John Maynard Keynes, le célèbre économiste qui a inspiré toutes les politiques économiques depuis la crise de 1929, développait l’idée selon laquelle l’homme n’était animé que par une logique de court terme, car à long terme, disait-il, « nous serons tous morts ». Cette maxime s’est vérifiée dans les choix énergétiques qu’a opéré l’Homme ces dernières décennies. Aux énergies propres mais très onéreuses, l’Homme a privilégié les énergies fossiles, bien plus faciles d’accès et meilleur marché, mais périssables et nocives pour notre environnement.

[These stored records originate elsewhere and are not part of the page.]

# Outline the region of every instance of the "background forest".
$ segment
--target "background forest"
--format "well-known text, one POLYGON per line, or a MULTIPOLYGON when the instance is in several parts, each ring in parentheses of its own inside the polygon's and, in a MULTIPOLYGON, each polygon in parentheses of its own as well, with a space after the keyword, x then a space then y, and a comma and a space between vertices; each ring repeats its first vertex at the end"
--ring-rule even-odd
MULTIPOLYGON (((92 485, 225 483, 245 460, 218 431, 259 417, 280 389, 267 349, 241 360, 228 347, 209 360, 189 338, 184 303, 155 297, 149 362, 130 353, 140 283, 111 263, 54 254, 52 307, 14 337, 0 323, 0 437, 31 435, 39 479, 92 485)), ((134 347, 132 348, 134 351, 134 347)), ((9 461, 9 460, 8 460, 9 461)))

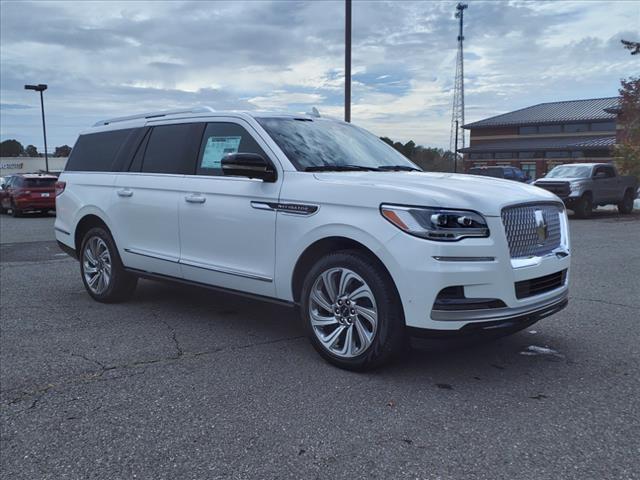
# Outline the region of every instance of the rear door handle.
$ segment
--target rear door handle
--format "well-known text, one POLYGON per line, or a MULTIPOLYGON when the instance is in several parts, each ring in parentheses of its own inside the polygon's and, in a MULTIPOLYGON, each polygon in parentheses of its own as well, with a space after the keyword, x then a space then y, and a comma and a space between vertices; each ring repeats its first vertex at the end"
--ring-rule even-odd
POLYGON ((196 194, 187 195, 184 199, 189 203, 204 203, 207 201, 206 197, 196 194))
POLYGON ((131 190, 129 190, 128 188, 121 188, 120 190, 118 190, 118 196, 119 197, 132 197, 133 196, 133 192, 131 190))

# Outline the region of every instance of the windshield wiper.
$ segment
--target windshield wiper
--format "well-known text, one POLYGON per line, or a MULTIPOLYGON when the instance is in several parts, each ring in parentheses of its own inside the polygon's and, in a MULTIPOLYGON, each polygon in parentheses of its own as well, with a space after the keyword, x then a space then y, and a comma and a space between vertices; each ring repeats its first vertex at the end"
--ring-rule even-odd
POLYGON ((422 172, 419 168, 410 167, 409 165, 381 165, 378 170, 392 171, 392 172, 422 172))
POLYGON ((377 170, 376 167, 365 167, 362 165, 313 165, 304 169, 305 172, 375 172, 377 170))

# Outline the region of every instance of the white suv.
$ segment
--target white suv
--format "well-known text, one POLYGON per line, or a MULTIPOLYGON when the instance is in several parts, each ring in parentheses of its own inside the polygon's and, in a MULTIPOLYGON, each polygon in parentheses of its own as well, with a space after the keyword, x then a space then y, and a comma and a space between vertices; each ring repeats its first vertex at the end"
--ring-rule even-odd
POLYGON ((299 306, 349 369, 409 335, 511 333, 567 304, 567 217, 550 192, 426 173, 316 116, 195 109, 99 122, 57 185, 55 233, 94 299, 138 277, 299 306))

Les deux chocs pétroliers des années 1970 ont à peine ébranlé ce système. Leurs origines politiques (Guerre du Kippour en 1973 puis Révolution Iranienne en 1979) faisaient d’eux des événements purement conjoncturels.
La crise actuelle n’est au contraire alimentée par aucun conflit politique. Elle trouve ses racines notamment dans le phénoménal bond de la demande dans les pays dits « BRIC » : Brésil, Russie, Inde, Chine. Ce nouveau choc pétrolier n’est donc pas, contrairement aux deux premiers, de nature conjoncturelle, mais revêt un aspect éminemment structurel. L’hypothèse d’un baril de pétrole à plus 200 dollars sur une longue période devient désormais une hypothèse plus que crédible.
Cet état de fait peut être vécu de façon très difficile, par les consommateurs que nous sommes pour lesquels l’automobile est devenue un moyen de transport incontournable, ainsi que par les professionnels dont l’activité dépend du prix de cette matière première : routiers, pêcheurs, taxis…
Seulement voilà, avec un baril à plus de 200 dollars, les énergies renouvelables tendent à devenir compétitives. Les projets d’usines marémotrices sont relancés. Les sociétés proposant des solutions éoliennes (basées sur le vent) ou photovoltaïques (basées sur l’énergie solaire) font flores. Même le géant automobile américain Général Motors planche désormais sur des voitures à hydrogène !
Parallèlement à cela, l’usage de l’automobile tend subtilement à diminuer, notamment dans les grandes villes. Les transports aériens continentaux sont lourdement menacés par le ferroviaire à grande vitesse.
Au fond, le baril de pétrole à 200 dollars est peut être une mauvaise nouvelle pour l’Homme, mais une exceptionnelle opportunité pour l’Humanité. Ce que la politique n’a pas réussi à faire en organisant moult sommets ou colloques (Kyoto, Rio…), l’économie tend à le réaliser ! Un baril de pétrole à 200 dollars, c’est la quasi garantie d’une chute spectaculaire des émissions de gaz à effets de serre ces prochaines année.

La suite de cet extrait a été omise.